25 mayo 2012

ESPAÑOLES EN PISOS PATERA


Si en cada entrega de “Españoles en el mundo” salen 6 españoles, y desde que empezó la crisis marcharon de España 300.000 españoles, harían falta 50.000 programas para enterarnos de cómo les van las cosas. Con una emisión semanal tendríamos para casi mil años. Como parece que la crisis durará, pero no tanto, corremos el riesgo de quedarnos solo medio informados, así que Adela Úcar se lió su programa “21 días” a la cabeza (noche de los miércoles en Cuatro) y se largó a buscar trabajo con otros compatriotas a uno de los destinos preferidos por quienes no tienen más remedio que preferir irse para sobrevivir: Oslo, capital de Suecia. (Antes emitieron “Perdidos en la tribu”, que es otra forma que tienen un puñado de compatriotas de ganarse los euros fuera de nuestras fronteras, pero que juegan en otra liga, tramposa y amañada).

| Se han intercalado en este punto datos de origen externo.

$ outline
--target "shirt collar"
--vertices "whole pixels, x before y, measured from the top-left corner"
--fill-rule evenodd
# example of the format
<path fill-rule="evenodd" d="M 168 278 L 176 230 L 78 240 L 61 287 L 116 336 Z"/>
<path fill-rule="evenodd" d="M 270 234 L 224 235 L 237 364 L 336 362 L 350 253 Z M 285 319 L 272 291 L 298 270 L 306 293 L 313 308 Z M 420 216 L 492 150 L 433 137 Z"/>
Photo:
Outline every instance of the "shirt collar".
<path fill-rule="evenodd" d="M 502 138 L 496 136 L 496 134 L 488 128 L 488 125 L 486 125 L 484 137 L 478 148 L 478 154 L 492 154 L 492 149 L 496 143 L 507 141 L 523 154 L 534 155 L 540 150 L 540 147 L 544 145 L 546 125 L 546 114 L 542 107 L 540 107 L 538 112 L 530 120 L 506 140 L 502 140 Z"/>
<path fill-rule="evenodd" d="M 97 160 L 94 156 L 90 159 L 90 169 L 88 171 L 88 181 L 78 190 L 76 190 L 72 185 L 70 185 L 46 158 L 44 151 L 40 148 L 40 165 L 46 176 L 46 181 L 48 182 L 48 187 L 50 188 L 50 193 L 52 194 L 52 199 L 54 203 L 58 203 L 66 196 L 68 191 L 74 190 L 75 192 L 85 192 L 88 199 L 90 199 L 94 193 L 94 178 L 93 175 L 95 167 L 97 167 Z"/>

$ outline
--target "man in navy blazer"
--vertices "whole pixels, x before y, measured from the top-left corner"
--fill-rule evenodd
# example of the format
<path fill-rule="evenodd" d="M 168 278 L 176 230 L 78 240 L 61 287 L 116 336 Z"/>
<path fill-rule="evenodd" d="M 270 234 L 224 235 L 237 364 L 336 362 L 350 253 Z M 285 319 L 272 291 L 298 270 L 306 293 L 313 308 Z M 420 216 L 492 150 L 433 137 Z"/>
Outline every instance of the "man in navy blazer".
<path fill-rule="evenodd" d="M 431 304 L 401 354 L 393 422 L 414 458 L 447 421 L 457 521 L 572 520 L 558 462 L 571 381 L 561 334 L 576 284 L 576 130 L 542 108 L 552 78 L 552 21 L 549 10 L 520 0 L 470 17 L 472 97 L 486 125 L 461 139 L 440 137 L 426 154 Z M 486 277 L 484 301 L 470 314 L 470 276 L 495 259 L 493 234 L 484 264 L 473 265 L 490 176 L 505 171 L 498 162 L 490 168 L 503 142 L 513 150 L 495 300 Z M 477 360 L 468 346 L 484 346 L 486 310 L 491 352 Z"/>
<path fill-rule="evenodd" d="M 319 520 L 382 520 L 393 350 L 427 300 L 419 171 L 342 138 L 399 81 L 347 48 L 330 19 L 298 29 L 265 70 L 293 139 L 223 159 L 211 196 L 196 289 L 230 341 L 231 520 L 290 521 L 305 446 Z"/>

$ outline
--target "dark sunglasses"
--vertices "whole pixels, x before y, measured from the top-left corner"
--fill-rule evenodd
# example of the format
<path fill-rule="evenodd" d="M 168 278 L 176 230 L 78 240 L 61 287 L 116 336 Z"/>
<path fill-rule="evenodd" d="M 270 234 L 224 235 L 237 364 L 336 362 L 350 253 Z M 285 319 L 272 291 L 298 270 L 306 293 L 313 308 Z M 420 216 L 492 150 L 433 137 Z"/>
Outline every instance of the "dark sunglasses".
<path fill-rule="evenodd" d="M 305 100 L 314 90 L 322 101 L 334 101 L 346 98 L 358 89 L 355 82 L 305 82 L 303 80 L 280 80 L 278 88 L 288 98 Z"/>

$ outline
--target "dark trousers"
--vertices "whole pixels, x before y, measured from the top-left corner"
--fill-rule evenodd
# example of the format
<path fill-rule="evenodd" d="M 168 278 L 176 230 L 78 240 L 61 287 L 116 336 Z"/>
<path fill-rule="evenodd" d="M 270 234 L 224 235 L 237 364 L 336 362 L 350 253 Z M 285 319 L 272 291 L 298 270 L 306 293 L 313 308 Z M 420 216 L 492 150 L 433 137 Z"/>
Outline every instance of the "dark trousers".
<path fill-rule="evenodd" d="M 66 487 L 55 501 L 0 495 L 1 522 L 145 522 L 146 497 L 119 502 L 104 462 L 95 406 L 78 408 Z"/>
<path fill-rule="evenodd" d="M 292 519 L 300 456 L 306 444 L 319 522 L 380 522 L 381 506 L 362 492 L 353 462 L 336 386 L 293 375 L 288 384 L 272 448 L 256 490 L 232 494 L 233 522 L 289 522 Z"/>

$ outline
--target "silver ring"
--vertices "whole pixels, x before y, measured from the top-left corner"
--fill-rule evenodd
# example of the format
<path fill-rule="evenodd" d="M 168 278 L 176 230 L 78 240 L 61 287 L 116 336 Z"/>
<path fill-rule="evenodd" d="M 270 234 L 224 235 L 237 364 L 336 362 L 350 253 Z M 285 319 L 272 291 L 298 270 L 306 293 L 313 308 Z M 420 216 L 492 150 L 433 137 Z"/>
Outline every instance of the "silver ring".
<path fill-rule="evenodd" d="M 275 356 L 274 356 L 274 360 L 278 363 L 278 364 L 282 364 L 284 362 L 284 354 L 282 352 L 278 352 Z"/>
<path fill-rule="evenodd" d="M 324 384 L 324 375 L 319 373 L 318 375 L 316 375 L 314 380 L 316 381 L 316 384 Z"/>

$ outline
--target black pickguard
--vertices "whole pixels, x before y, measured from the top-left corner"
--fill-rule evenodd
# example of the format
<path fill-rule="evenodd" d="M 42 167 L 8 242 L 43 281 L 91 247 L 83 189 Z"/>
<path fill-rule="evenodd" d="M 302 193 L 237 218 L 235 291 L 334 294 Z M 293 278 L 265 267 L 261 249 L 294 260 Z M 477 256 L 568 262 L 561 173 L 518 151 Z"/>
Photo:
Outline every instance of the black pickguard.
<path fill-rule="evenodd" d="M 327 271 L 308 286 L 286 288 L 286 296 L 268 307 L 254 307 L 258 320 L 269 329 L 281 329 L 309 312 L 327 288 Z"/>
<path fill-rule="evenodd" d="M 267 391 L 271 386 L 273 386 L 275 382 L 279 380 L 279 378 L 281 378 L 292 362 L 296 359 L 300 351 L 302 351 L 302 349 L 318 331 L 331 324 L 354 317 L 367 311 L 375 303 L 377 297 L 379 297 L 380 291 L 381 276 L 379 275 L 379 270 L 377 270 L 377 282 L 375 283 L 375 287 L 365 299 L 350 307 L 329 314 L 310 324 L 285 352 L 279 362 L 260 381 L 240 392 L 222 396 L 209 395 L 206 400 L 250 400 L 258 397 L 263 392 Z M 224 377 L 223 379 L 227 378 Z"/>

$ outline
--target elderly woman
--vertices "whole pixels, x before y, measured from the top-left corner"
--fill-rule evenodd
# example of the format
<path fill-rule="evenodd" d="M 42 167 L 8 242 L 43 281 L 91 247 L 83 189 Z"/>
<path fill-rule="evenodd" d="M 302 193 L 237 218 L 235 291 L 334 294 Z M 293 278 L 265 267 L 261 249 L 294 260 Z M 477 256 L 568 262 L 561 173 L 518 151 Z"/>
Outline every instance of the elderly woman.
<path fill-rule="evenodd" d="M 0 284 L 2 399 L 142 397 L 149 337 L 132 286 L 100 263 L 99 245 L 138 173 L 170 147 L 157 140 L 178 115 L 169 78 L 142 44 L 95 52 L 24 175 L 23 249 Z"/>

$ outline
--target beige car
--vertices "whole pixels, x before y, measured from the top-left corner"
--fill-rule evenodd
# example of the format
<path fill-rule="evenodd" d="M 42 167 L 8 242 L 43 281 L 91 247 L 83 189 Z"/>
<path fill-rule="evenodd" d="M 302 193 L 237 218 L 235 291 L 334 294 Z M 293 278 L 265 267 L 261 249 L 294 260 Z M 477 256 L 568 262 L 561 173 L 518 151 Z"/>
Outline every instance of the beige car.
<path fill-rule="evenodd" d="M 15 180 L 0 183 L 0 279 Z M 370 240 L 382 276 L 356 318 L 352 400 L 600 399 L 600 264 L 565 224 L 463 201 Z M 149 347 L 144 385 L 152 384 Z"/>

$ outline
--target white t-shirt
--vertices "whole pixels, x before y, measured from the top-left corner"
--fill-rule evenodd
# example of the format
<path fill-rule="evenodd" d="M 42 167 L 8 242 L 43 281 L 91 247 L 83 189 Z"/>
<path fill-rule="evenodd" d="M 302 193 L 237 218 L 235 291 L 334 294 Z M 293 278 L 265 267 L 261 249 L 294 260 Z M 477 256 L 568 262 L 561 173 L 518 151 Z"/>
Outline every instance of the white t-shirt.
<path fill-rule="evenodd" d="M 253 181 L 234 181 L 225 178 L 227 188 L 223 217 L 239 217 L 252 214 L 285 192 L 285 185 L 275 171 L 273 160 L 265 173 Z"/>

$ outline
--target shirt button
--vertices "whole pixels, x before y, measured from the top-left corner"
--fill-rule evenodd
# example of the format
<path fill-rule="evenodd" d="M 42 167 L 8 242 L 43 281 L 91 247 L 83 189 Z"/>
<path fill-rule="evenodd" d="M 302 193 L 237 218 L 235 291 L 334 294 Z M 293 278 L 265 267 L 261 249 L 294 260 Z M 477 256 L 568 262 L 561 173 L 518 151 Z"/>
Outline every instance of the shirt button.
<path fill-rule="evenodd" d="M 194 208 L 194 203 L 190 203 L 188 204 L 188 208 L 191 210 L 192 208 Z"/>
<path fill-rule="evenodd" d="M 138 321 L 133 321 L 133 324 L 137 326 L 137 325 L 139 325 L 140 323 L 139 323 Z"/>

¿Es usted de los que se queja de que todos los que salen en “Españoles en el mundo” son triunfadores a los que les van las cosas estupendamente, jóvenes que se lo pasan pipa de fiesta en fiesta o aventureros que llevan la vida que quieren sin compromisos ni ataduras? Pues tenía que haber visto “21 días buscando trabajo fuera de España”. Menudo bajón. Familias con el agua al cuello, situaciones límite, trabajos esporádicos y sin ninguna cualificación, personas dispuestas a agarrarse a un clavo ardiendo para evitar hundirse más en el pozo al que la vida les ha llevado. Y Úcar viviendo en carne propia lo fácil que es pasar de una situación apurada a la marginalidad. Lo extraño no es que “Españoles en el mundo” no muestre casos así, lo extraño es que haya personas en semejante situación dispuestas a enviar imágenes tan duras a su familia en España.

Faltó una cosa para hacer de esta entrega de “21 días” un programa redondo: imágenes de José Luis Feito (aquel miembro de la patronal que quería mandarnos a trabajar a Laponia) recogiendo basura en un descampado de Oslo por cuatro coronas suecas con las que pagarse una litera en un piso patera.